To follow up on my question: if all model fit indices (BIC, AIC, LogL, LMR test, and BLRT) favor K > 1 classes for the model that doesn't include u, is it possible that once u is included, the fit changes in favor of 1 class? What is the best way to introduce u to the model - should all parameters be fixed to the values obtained in models without u? Also, what would be a large number of random starts (100?)?
Finally, when I compare models with different number of latent classes to each other, they have slightly different sets of covariates as some covariates are only useful for some latent classes - so, strictly speaking, the models aren't nested. Is that a problem for model comparison stats?

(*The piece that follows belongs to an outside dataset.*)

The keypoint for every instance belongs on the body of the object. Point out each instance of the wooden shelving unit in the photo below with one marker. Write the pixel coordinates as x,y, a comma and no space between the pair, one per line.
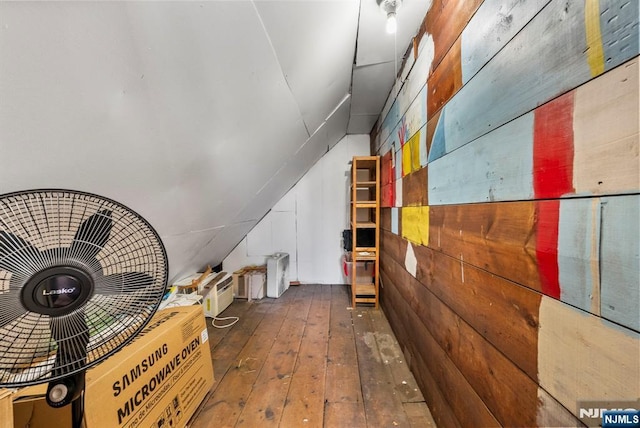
365,221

another clarification: when a U variable is added, for example, to a 2-latent-class model, it sets the model of balance completely, changing most parameter estimates, significance of covariates, number of people in latent classes, fit stats. Is it an indicator that the model was not estimated reliably in the 1st place? Or does it point to the U variable being not appropriate?
It is possible that once u is added, one class might be preferred. I would test this as a first step. You should not fix parameters when you add u. A large number of random starts is 1000 100 or 5000 250.
As long as the set of dependent variables are used, this is okay. The model is estimated condtioned on the covariates.
I have a quick question. Is it appropriate to use model fit indices (e.g. BIC and ABIC) to compare growth mixture models with and without a distal outcome? For example, for a three-class GMM without a distal outcome the BIC may be smaller than for the same model with a distal outcome. Can these models be compared statistically (besides making a conceptual decision)?